One of the main features of the bill is a 10% tax break for either raising wages for current employees or hiring new ones. Another is extending the 100% depreciation deduction. This appears to be a good proposal, so why not work with Democrats to pass some meaningful job growth legislation?
If Republicans want to win the public perception war with Democrats, it would be in their best interest to start voting on legislation that either helps create the right economic conditions for job growth, or helping people land a good paying job.
Image found at: http://futurepredictions.com/wp-content/uploads/2011/09/depression-unemployment-line1.jpg
Tuesday, July 3, 2012
The Kaiser Family Foundation conducted a poll from June 28 - 30, after the Supreme Court ruled to uphold the Affordable Care Act, that clearly states what the American public wants to happen from this point forward - its time to move on. While reading through the top sheet of a poll is sometimes very wonkish, there are some very interesting tidbits to glean. Here's the link to the poll.

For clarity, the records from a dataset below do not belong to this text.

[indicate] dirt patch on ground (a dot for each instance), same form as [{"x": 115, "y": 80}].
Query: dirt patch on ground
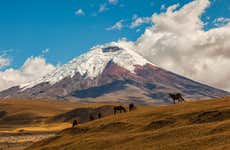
[
  {"x": 73, "y": 131},
  {"x": 115, "y": 126},
  {"x": 209, "y": 116},
  {"x": 160, "y": 123}
]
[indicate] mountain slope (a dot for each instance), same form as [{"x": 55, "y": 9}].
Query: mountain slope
[{"x": 108, "y": 71}]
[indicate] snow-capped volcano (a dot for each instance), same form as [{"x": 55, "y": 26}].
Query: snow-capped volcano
[
  {"x": 112, "y": 72},
  {"x": 92, "y": 63}
]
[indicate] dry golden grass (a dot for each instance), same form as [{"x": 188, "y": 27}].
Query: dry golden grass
[{"x": 194, "y": 125}]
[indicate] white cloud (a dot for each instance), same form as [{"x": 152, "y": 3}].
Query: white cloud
[
  {"x": 221, "y": 21},
  {"x": 102, "y": 8},
  {"x": 117, "y": 26},
  {"x": 139, "y": 21},
  {"x": 45, "y": 51},
  {"x": 177, "y": 42},
  {"x": 114, "y": 2},
  {"x": 33, "y": 68},
  {"x": 80, "y": 12},
  {"x": 163, "y": 7},
  {"x": 4, "y": 62}
]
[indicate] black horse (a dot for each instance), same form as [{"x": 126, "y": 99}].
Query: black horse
[
  {"x": 119, "y": 108},
  {"x": 132, "y": 107},
  {"x": 75, "y": 123},
  {"x": 176, "y": 97}
]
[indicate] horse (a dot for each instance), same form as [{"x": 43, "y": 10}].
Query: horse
[
  {"x": 99, "y": 115},
  {"x": 91, "y": 117},
  {"x": 75, "y": 123},
  {"x": 131, "y": 107},
  {"x": 119, "y": 108},
  {"x": 176, "y": 96}
]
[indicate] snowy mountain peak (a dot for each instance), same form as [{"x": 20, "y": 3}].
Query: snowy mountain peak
[{"x": 92, "y": 63}]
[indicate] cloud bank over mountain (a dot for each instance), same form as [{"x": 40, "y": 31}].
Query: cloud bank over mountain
[
  {"x": 33, "y": 68},
  {"x": 178, "y": 42}
]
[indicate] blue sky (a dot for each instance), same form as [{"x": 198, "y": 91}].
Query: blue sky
[{"x": 27, "y": 27}]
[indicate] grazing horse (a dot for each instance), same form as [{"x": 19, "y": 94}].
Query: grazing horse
[
  {"x": 99, "y": 115},
  {"x": 75, "y": 123},
  {"x": 91, "y": 117},
  {"x": 132, "y": 107},
  {"x": 176, "y": 96},
  {"x": 119, "y": 108}
]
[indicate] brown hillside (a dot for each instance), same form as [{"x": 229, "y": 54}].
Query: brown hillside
[{"x": 194, "y": 125}]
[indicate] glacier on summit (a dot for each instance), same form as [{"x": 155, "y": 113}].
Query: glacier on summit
[{"x": 92, "y": 63}]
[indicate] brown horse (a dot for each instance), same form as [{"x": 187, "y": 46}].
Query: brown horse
[
  {"x": 75, "y": 123},
  {"x": 176, "y": 97},
  {"x": 119, "y": 108},
  {"x": 132, "y": 107}
]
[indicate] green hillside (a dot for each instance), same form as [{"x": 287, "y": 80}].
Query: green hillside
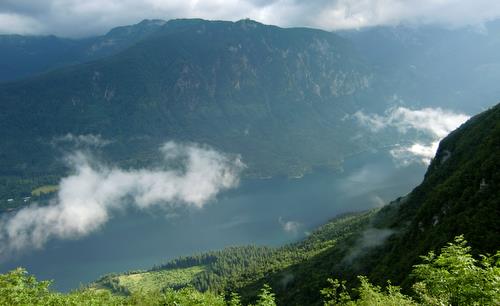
[
  {"x": 276, "y": 96},
  {"x": 453, "y": 190}
]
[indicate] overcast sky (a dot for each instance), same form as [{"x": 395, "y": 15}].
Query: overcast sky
[{"x": 77, "y": 18}]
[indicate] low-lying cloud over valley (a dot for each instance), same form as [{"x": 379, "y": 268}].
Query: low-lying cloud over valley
[
  {"x": 433, "y": 124},
  {"x": 90, "y": 196}
]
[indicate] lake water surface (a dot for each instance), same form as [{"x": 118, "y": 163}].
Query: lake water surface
[{"x": 263, "y": 212}]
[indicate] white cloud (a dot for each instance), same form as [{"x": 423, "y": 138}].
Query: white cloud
[
  {"x": 18, "y": 24},
  {"x": 87, "y": 17},
  {"x": 87, "y": 199},
  {"x": 434, "y": 123}
]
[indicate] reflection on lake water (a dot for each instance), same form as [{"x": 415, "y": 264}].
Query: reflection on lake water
[{"x": 264, "y": 212}]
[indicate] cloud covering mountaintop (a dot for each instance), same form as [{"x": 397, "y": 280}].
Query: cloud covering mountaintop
[{"x": 77, "y": 18}]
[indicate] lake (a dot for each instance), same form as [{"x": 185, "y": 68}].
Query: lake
[{"x": 263, "y": 212}]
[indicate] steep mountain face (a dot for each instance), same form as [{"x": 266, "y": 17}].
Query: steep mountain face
[
  {"x": 276, "y": 96},
  {"x": 459, "y": 195},
  {"x": 432, "y": 65},
  {"x": 24, "y": 56}
]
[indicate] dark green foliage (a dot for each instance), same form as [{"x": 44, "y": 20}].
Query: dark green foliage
[
  {"x": 287, "y": 269},
  {"x": 459, "y": 195},
  {"x": 276, "y": 96},
  {"x": 454, "y": 277}
]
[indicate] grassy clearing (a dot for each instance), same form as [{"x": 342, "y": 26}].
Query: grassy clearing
[{"x": 157, "y": 280}]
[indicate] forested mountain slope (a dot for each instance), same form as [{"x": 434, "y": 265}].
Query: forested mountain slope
[
  {"x": 459, "y": 195},
  {"x": 276, "y": 96},
  {"x": 26, "y": 56}
]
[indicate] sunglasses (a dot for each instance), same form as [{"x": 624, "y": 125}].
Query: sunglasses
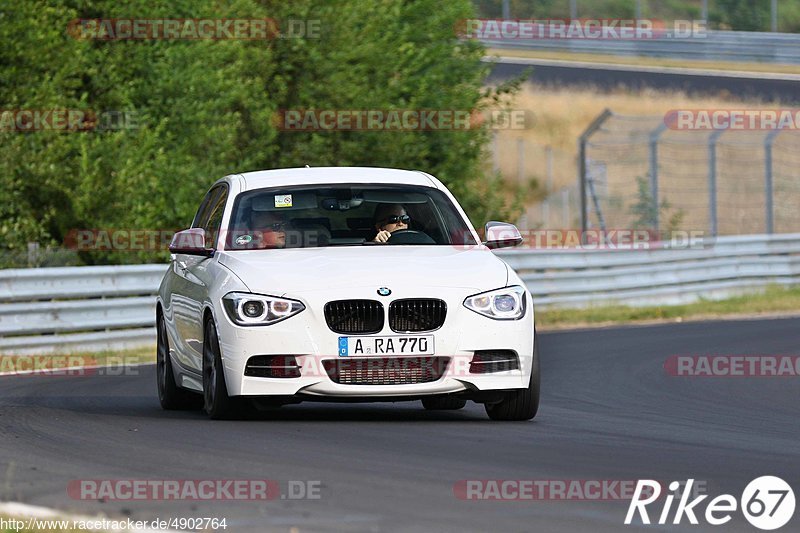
[
  {"x": 275, "y": 226},
  {"x": 394, "y": 219}
]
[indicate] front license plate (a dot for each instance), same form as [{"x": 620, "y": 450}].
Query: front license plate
[{"x": 397, "y": 345}]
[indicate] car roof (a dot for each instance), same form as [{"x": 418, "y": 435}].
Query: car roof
[{"x": 332, "y": 176}]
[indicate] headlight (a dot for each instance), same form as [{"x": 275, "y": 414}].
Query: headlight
[
  {"x": 246, "y": 309},
  {"x": 501, "y": 304}
]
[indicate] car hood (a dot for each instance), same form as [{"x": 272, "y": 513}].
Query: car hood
[{"x": 297, "y": 270}]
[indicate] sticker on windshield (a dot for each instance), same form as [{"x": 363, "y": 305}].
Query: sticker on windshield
[{"x": 283, "y": 200}]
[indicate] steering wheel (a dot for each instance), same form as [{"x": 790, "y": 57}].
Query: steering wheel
[{"x": 410, "y": 236}]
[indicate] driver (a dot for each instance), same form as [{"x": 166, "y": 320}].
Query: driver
[
  {"x": 388, "y": 219},
  {"x": 269, "y": 229}
]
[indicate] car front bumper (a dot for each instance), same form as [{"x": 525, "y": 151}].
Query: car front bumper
[{"x": 307, "y": 337}]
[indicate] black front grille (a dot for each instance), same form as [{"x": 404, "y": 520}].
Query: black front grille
[
  {"x": 386, "y": 370},
  {"x": 354, "y": 316},
  {"x": 418, "y": 314}
]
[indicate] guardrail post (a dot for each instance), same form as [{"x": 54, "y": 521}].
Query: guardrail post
[
  {"x": 768, "y": 193},
  {"x": 712, "y": 180},
  {"x": 654, "y": 136},
  {"x": 582, "y": 166}
]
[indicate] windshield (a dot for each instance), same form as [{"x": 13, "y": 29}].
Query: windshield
[{"x": 311, "y": 217}]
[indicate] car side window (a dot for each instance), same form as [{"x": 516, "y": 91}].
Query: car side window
[
  {"x": 201, "y": 218},
  {"x": 215, "y": 211}
]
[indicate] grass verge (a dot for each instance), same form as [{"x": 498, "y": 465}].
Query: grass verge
[{"x": 774, "y": 300}]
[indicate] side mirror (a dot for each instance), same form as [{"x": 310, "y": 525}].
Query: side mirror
[
  {"x": 190, "y": 241},
  {"x": 501, "y": 235}
]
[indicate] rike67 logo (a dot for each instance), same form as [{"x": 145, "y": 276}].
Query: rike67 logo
[{"x": 767, "y": 503}]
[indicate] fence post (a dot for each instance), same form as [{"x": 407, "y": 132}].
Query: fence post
[
  {"x": 582, "y": 167},
  {"x": 712, "y": 179},
  {"x": 548, "y": 150},
  {"x": 495, "y": 158},
  {"x": 654, "y": 136},
  {"x": 768, "y": 192}
]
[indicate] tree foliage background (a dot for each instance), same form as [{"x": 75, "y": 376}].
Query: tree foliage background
[{"x": 204, "y": 108}]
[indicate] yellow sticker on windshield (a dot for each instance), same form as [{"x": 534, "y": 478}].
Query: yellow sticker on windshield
[{"x": 283, "y": 200}]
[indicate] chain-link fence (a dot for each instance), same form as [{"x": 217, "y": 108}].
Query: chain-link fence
[{"x": 639, "y": 173}]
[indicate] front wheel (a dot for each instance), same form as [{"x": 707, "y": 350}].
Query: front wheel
[
  {"x": 170, "y": 395},
  {"x": 519, "y": 404},
  {"x": 216, "y": 402}
]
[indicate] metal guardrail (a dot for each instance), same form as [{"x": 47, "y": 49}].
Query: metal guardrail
[
  {"x": 68, "y": 309},
  {"x": 715, "y": 46},
  {"x": 65, "y": 309}
]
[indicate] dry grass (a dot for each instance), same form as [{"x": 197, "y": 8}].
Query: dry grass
[
  {"x": 561, "y": 115},
  {"x": 646, "y": 61}
]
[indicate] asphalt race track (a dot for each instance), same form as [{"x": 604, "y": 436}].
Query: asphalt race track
[
  {"x": 609, "y": 411},
  {"x": 784, "y": 88}
]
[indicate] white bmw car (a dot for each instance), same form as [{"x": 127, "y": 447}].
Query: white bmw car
[{"x": 342, "y": 284}]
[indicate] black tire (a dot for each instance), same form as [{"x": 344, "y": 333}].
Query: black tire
[
  {"x": 521, "y": 404},
  {"x": 170, "y": 395},
  {"x": 443, "y": 404},
  {"x": 216, "y": 402}
]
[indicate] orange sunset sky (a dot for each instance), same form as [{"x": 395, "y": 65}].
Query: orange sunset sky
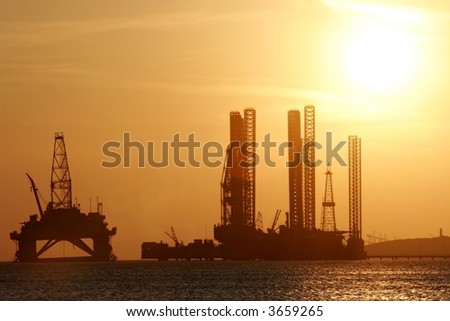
[{"x": 96, "y": 69}]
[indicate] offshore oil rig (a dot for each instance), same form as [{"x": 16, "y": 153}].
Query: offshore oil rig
[
  {"x": 63, "y": 221},
  {"x": 240, "y": 236}
]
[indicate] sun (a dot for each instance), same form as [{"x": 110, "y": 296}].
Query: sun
[{"x": 379, "y": 58}]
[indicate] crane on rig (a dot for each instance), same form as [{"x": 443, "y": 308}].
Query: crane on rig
[
  {"x": 35, "y": 192},
  {"x": 275, "y": 221},
  {"x": 174, "y": 238}
]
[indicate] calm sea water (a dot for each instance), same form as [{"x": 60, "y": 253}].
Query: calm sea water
[{"x": 220, "y": 280}]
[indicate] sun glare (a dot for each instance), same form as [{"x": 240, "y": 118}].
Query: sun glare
[{"x": 379, "y": 58}]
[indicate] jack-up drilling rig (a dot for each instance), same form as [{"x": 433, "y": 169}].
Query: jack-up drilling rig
[{"x": 63, "y": 221}]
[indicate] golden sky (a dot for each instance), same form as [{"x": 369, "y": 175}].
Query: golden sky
[{"x": 376, "y": 69}]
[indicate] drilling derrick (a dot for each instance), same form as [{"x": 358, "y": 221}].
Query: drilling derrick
[
  {"x": 61, "y": 184},
  {"x": 295, "y": 170},
  {"x": 328, "y": 216},
  {"x": 63, "y": 222},
  {"x": 309, "y": 202},
  {"x": 354, "y": 178},
  {"x": 237, "y": 173},
  {"x": 238, "y": 220},
  {"x": 249, "y": 167},
  {"x": 355, "y": 244}
]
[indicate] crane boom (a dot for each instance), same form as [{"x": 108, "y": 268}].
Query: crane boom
[
  {"x": 173, "y": 236},
  {"x": 34, "y": 188}
]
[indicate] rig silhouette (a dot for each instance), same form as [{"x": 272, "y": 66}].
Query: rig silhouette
[
  {"x": 63, "y": 221},
  {"x": 239, "y": 234}
]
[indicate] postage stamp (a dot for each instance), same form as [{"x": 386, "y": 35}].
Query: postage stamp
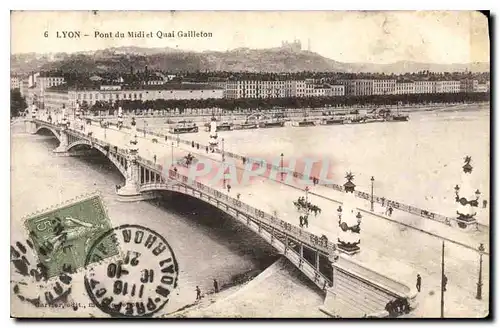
[
  {"x": 140, "y": 283},
  {"x": 63, "y": 236}
]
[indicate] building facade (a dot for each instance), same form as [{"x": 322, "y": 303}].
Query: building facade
[
  {"x": 446, "y": 86},
  {"x": 424, "y": 87},
  {"x": 468, "y": 85}
]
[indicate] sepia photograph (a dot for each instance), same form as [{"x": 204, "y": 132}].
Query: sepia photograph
[{"x": 250, "y": 164}]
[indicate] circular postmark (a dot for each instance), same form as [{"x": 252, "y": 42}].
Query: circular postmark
[{"x": 138, "y": 284}]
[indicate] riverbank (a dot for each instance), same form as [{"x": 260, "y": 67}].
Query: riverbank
[{"x": 206, "y": 114}]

Of particular interest are questions #9 and #10. On the question of what opponents of the law should do, 56% of respondents say opponents of the law should "stop their efforts to block the law and move on to other national problems."
On the question of what would you like to see Congress do when it comes to the health care law, the number to "Expand" or "Keep it" have been consistently 50% or higher since February of 2011.
Despite Republican assertions that the majority of Americans don't like the law and want it repealed, there also been a pretty consistent 15 to 16 percent of liberals that don't like it because it doesn't go far enough, meaning that the majority of Americans have always been on the other side of keeping "Obamacare".
In the minds of a majority of Americans, this issue is settled. If anything, they would like to see the law improved, not repealed or replaced with a Republican alternative.